A hospital fire in the western Senegalese city of Tivaouane has killed 11 newborn babies, Senegal's President Macky Sall said late Wednesday.
"I have just learned with pain and consternation the death of 11 newborn babies in the fire that occurred in the neonatology department of the Mame Abdou Aziz Sy Dabakh hospital in Tivaouane," Sall said in a tweet without giving further details about the fire.
"To their mothers and their families, I express my deepest sympathy," he added.
Health Minister Abdoulaye Diouf Sarr, who was in Geneva attending a meeting with the World Health Organization, said he would return to Senegal immediately. He also said on private Senegalese television TFM that "according to preliminary investigation, a short circuit triggered the fire."
"This situation is very unfortunate and extremely painful," he said. "An investigation is under way to see what happened."
Meanwhile, the city's mayor Demba Diop said "three babies were saved."
According to local media, the Mame Abdou Aziz Sy Dabakh Hospital was newly inaugurated.
The tragedy in Tivaouane comes after several other incidents at public health facilities in Senegal, where there is a great disparity between urban and rural areas in health care services.
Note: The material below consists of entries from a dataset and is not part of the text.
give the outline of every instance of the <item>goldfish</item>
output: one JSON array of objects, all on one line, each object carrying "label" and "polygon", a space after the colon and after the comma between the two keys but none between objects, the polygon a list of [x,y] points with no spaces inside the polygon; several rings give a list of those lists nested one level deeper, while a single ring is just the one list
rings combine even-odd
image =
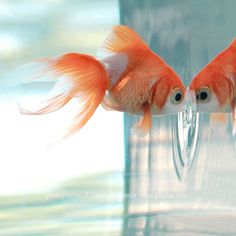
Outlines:
[{"label": "goldfish", "polygon": [[215,118],[222,122],[232,113],[236,125],[236,39],[193,78],[189,92],[198,112],[221,113]]},{"label": "goldfish", "polygon": [[100,52],[105,56],[95,58],[73,52],[31,63],[27,71],[37,71],[31,72],[32,80],[46,76],[56,84],[35,109],[20,108],[20,112],[46,114],[78,99],[80,108],[67,137],[80,130],[100,104],[107,110],[139,115],[133,128],[139,135],[151,129],[152,115],[184,109],[186,89],[180,77],[133,29],[114,26]]}]

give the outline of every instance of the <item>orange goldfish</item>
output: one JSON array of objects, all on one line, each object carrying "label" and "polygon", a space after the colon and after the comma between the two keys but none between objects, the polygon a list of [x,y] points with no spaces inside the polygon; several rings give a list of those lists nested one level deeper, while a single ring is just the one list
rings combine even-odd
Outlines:
[{"label": "orange goldfish", "polygon": [[23,114],[38,115],[56,111],[72,98],[81,108],[65,135],[81,129],[99,104],[105,109],[141,115],[134,130],[146,134],[152,115],[176,113],[185,106],[185,87],[176,72],[131,28],[113,27],[105,39],[102,59],[68,53],[31,64],[39,72],[32,79],[45,75],[58,81],[54,95],[34,110],[21,109]]},{"label": "orange goldfish", "polygon": [[193,78],[189,90],[197,111],[232,112],[236,123],[236,39]]}]

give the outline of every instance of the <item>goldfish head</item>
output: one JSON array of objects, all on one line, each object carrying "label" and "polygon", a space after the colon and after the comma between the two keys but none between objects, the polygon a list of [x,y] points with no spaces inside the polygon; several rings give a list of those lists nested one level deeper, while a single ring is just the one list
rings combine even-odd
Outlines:
[{"label": "goldfish head", "polygon": [[210,64],[193,78],[189,91],[196,111],[230,111],[232,82]]},{"label": "goldfish head", "polygon": [[186,106],[186,89],[175,71],[166,66],[160,79],[153,85],[152,110],[154,114],[178,113]]}]

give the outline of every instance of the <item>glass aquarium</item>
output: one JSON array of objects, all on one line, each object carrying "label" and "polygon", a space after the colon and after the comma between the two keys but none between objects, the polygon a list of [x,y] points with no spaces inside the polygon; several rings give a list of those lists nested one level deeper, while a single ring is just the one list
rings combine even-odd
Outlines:
[{"label": "glass aquarium", "polygon": [[0,236],[236,235],[230,114],[214,124],[189,105],[153,117],[139,137],[131,132],[138,116],[99,107],[56,143],[78,104],[21,115],[18,105],[52,83],[8,76],[40,58],[96,56],[111,27],[126,24],[189,86],[235,37],[235,9],[235,0],[1,0]]},{"label": "glass aquarium", "polygon": [[[235,1],[120,1],[121,22],[136,29],[182,77],[193,76],[236,35]],[[209,113],[154,118],[149,136],[129,132],[125,115],[124,235],[236,234],[236,149],[231,124]]]}]

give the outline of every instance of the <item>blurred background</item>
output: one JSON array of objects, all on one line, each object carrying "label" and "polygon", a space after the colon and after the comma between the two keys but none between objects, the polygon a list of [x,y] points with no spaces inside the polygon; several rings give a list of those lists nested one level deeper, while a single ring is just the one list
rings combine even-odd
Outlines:
[{"label": "blurred background", "polygon": [[[119,23],[118,5],[116,0],[0,0],[0,77],[42,57],[95,56]],[[0,235],[119,233],[123,114],[99,107],[85,129],[51,147],[78,104],[46,116],[23,116],[17,101],[41,98],[51,84],[8,82],[0,88]]]},{"label": "blurred background", "polygon": [[[95,56],[121,22],[187,86],[235,37],[235,9],[234,0],[0,0],[0,77],[42,57]],[[78,134],[53,145],[78,104],[39,117],[20,115],[17,106],[50,87],[1,83],[0,235],[236,234],[230,121],[215,126],[209,114],[191,121],[197,145],[191,146],[191,130],[182,142],[194,162],[178,178],[174,130],[184,135],[182,114],[155,117],[150,135],[140,138],[130,132],[138,117],[99,107]]]}]

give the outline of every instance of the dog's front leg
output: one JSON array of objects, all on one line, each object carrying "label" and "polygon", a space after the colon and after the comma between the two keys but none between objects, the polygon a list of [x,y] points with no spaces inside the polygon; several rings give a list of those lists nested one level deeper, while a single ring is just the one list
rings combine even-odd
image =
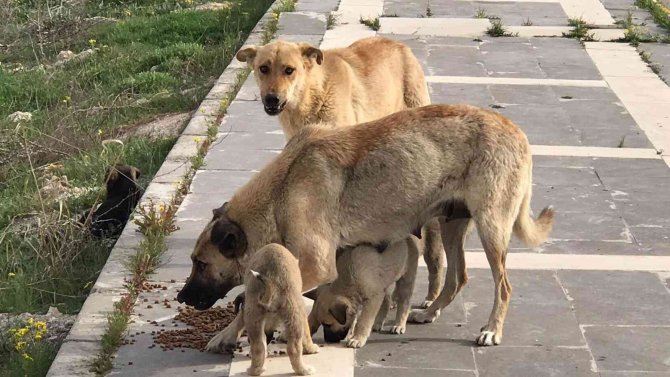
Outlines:
[{"label": "dog's front leg", "polygon": [[384,321],[386,320],[386,315],[389,312],[391,307],[391,293],[384,293],[384,300],[382,305],[379,307],[379,312],[377,312],[377,317],[375,318],[375,324],[372,326],[372,331],[381,331],[384,327]]},{"label": "dog's front leg", "polygon": [[384,300],[384,293],[371,297],[367,303],[363,304],[363,310],[358,315],[356,324],[353,326],[353,336],[347,340],[347,347],[361,348],[368,341],[375,317],[379,313],[379,308]]},{"label": "dog's front leg", "polygon": [[237,340],[242,336],[242,331],[244,331],[244,309],[241,309],[235,319],[207,343],[207,351],[225,353],[234,349]]}]

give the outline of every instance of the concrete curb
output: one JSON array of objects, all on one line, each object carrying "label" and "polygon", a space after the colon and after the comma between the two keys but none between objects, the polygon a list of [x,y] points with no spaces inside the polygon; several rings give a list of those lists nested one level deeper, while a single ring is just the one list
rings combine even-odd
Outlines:
[{"label": "concrete curb", "polygon": [[[244,44],[262,44],[263,28],[272,18],[276,0],[258,21]],[[149,201],[169,202],[176,194],[184,174],[191,169],[191,158],[198,153],[198,139],[207,138],[209,124],[216,122],[221,101],[235,89],[238,76],[247,68],[245,63],[233,60],[193,113],[188,125],[175,142],[154,179],[147,187],[140,205]],[[235,93],[233,93],[235,94]],[[138,227],[129,222],[112,249],[91,293],[86,298],[77,319],[61,345],[47,377],[95,376],[90,364],[100,351],[100,340],[107,327],[107,315],[114,303],[125,293],[125,279],[130,277],[124,263],[135,252],[142,239]]]}]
In the northern town of Linguere in late April, a fire broke out at a hospital and four newborn babies were killed. The mayor of that town had cited an electrical malfunction in an air conditioning unit in the maternity ward.
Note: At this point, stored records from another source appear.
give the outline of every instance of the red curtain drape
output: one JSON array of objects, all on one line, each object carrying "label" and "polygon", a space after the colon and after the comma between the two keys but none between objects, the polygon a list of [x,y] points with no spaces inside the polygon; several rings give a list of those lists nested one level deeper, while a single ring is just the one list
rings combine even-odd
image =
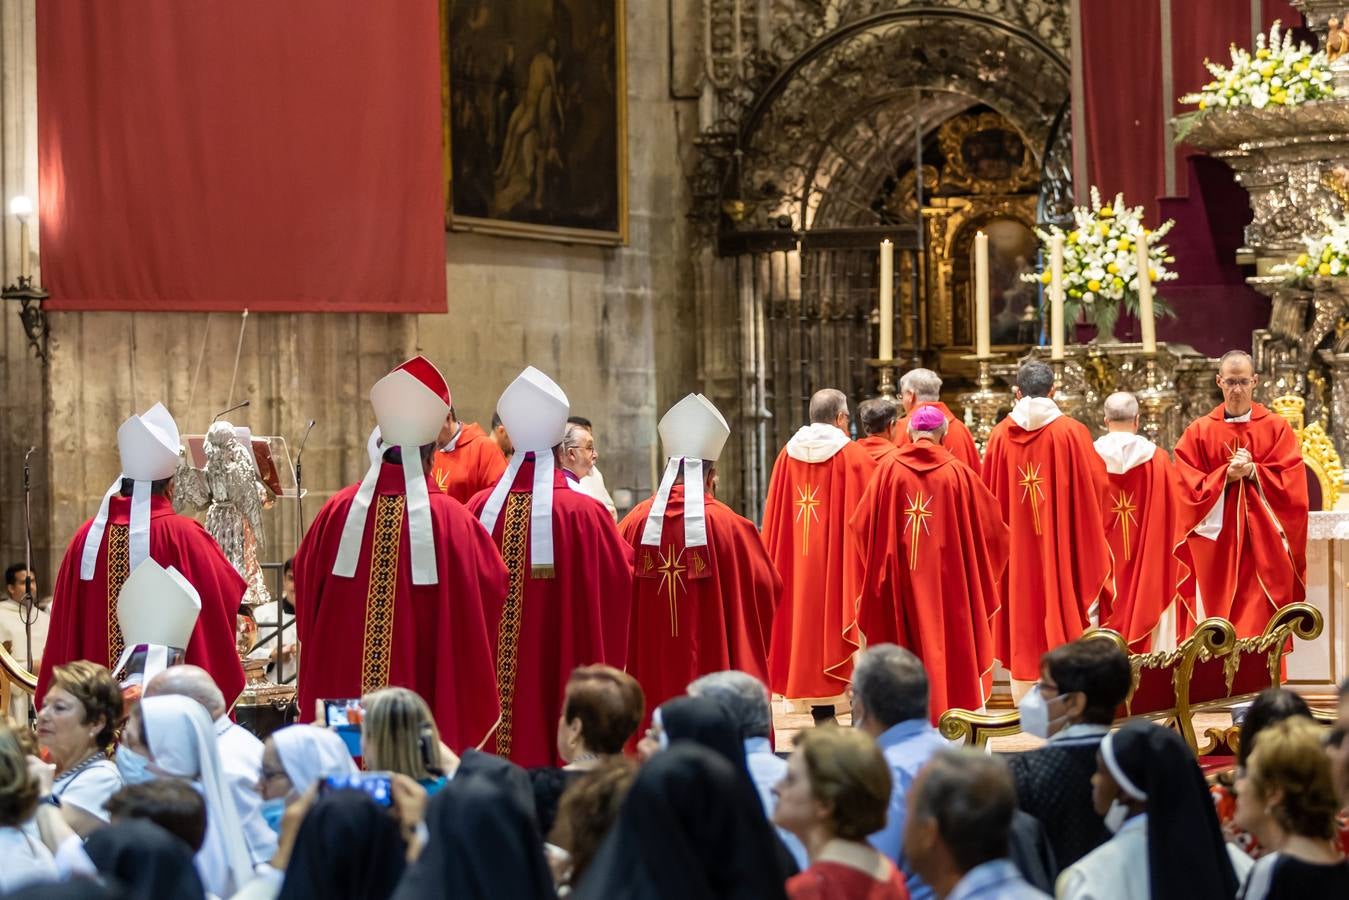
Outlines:
[{"label": "red curtain drape", "polygon": [[436,0],[43,0],[53,309],[443,312]]}]

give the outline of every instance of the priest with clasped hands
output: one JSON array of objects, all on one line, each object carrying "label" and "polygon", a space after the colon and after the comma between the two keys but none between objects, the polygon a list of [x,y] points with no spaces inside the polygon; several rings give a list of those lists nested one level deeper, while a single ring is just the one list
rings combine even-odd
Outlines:
[{"label": "priest with clasped hands", "polygon": [[1252,637],[1306,596],[1307,474],[1292,426],[1254,402],[1250,355],[1223,354],[1217,382],[1223,402],[1176,445],[1195,617],[1221,616]]}]

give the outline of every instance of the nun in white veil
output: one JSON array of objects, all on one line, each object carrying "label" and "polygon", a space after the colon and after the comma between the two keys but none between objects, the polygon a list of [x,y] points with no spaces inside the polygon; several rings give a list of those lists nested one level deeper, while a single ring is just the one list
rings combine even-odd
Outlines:
[{"label": "nun in white veil", "polygon": [[187,697],[146,697],[140,702],[140,732],[151,770],[193,781],[205,798],[206,843],[197,853],[197,871],[209,893],[233,895],[253,877],[253,864],[221,772],[210,715]]}]

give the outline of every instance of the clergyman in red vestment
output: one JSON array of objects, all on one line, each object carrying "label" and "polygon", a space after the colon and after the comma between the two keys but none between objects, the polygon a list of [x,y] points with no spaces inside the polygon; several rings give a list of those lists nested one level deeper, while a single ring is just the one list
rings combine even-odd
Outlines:
[{"label": "clergyman in red vestment", "polygon": [[1034,682],[1041,656],[1109,608],[1106,479],[1087,427],[1053,400],[1053,369],[1026,363],[1015,393],[1012,412],[989,435],[983,478],[1012,536],[994,620],[998,659],[1015,681]]},{"label": "clergyman in red vestment", "polygon": [[763,542],[783,583],[768,683],[790,700],[827,703],[852,680],[862,556],[848,520],[876,461],[848,438],[849,418],[842,391],[816,391],[811,424],[778,454],[768,482]]},{"label": "clergyman in red vestment", "polygon": [[178,426],[163,404],[117,429],[122,474],[98,514],[75,532],[52,593],[51,625],[35,700],[42,705],[56,666],[87,659],[111,669],[126,649],[117,598],[146,559],[172,566],[201,597],[186,661],[211,673],[225,700],[244,687],[235,629],[246,585],[215,539],[173,511],[173,476],[182,452]]},{"label": "clergyman in red vestment", "polygon": [[754,523],[713,496],[730,433],[702,394],[671,407],[660,420],[669,457],[660,487],[618,526],[636,554],[628,673],[646,695],[646,720],[709,672],[768,681],[782,579]]},{"label": "clergyman in red vestment", "polygon": [[889,397],[872,397],[857,404],[857,425],[862,432],[857,446],[878,465],[899,452],[895,446],[898,418],[899,407]]},{"label": "clergyman in red vestment", "polygon": [[993,690],[993,616],[1007,566],[998,501],[942,446],[948,425],[925,406],[909,443],[872,476],[850,527],[865,560],[858,628],[868,646],[898,644],[923,661],[935,723],[979,709]]},{"label": "clergyman in red vestment", "polygon": [[436,436],[431,478],[443,493],[460,503],[496,484],[506,471],[506,457],[477,422],[463,422],[454,407]]},{"label": "clergyman in red vestment", "polygon": [[1251,399],[1250,356],[1229,351],[1217,379],[1222,404],[1176,444],[1195,614],[1222,616],[1237,637],[1252,637],[1274,610],[1306,596],[1307,475],[1292,426]]},{"label": "clergyman in red vestment", "polygon": [[456,752],[498,719],[492,642],[506,567],[463,504],[430,477],[449,387],[414,357],[375,383],[383,450],[323,505],[295,554],[300,719],[315,702],[416,691]]},{"label": "clergyman in red vestment", "polygon": [[520,373],[497,402],[515,454],[469,502],[510,575],[496,634],[501,727],[486,749],[522,766],[561,765],[557,722],[573,669],[627,662],[632,548],[557,465],[569,408],[547,375]]},{"label": "clergyman in red vestment", "polygon": [[1166,451],[1138,433],[1133,394],[1105,399],[1105,427],[1096,452],[1109,482],[1105,533],[1115,560],[1115,598],[1101,610],[1101,625],[1122,634],[1135,653],[1174,650],[1188,618],[1180,586],[1190,573],[1180,476]]},{"label": "clergyman in red vestment", "polygon": [[[942,438],[942,446],[975,472],[979,471],[979,448],[974,444],[974,435],[941,401],[941,376],[931,369],[910,369],[899,379],[899,399],[904,404],[905,417],[924,406],[941,410],[946,417],[946,437]],[[901,417],[895,429],[895,443],[902,447],[908,442],[908,423]]]}]

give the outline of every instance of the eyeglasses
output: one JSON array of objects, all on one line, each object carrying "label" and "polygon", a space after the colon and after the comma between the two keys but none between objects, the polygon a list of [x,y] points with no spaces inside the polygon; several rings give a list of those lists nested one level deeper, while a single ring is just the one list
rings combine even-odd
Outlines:
[{"label": "eyeglasses", "polygon": [[271,781],[273,778],[290,778],[285,769],[263,769],[259,774],[264,782]]},{"label": "eyeglasses", "polygon": [[1253,379],[1253,378],[1227,378],[1227,379],[1224,379],[1224,380],[1222,380],[1222,381],[1219,381],[1218,383],[1221,384],[1223,387],[1227,388],[1228,390],[1236,390],[1237,388],[1248,388],[1248,387],[1250,387],[1251,385],[1255,384],[1255,379]]}]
The woman, named Astou Sokhna, had arrived at a hospital in the northern city of Louga in pain. The staff had refused to accommodate her request for a C-section, saying that it was not scheduled. She died April 1, 20 hours after she arrived.
Sokhna's death caused a wave of outrage across the country on the dire state of Senegal's public health system, and Sarr acknowledged two weeks later that the death could have been avoided.
Three midwives on duty the night Sokhna died were sentenced on May 11 by the High Court of Louga to six months of suspended imprisonment for "failure to assist a person in danger" in connection to her case.
Amnesty International's Senegal director Seydi Gassama said his organisation had called for an inspection and upgrade for neonatology services in hospitals across Senegal after the "atrocious" death of the four babies in Linguere.
With Wednesday's fresh tragedy, Amnesty "urges the government to set up an independent commission of inquiry to determine responsibility and punish the culprits, no matter the level they are at in the state apparatus," he tweeted.
Opposition lawmaker Mamadou Lamine Diallo also responded with outrage to the Tivaouane blaze that killed the babies. "More babies burned in a public hospital... this is unacceptable @MackySall," he said.
"We suffer with the families to whom we offer our condolences. Enough is enough."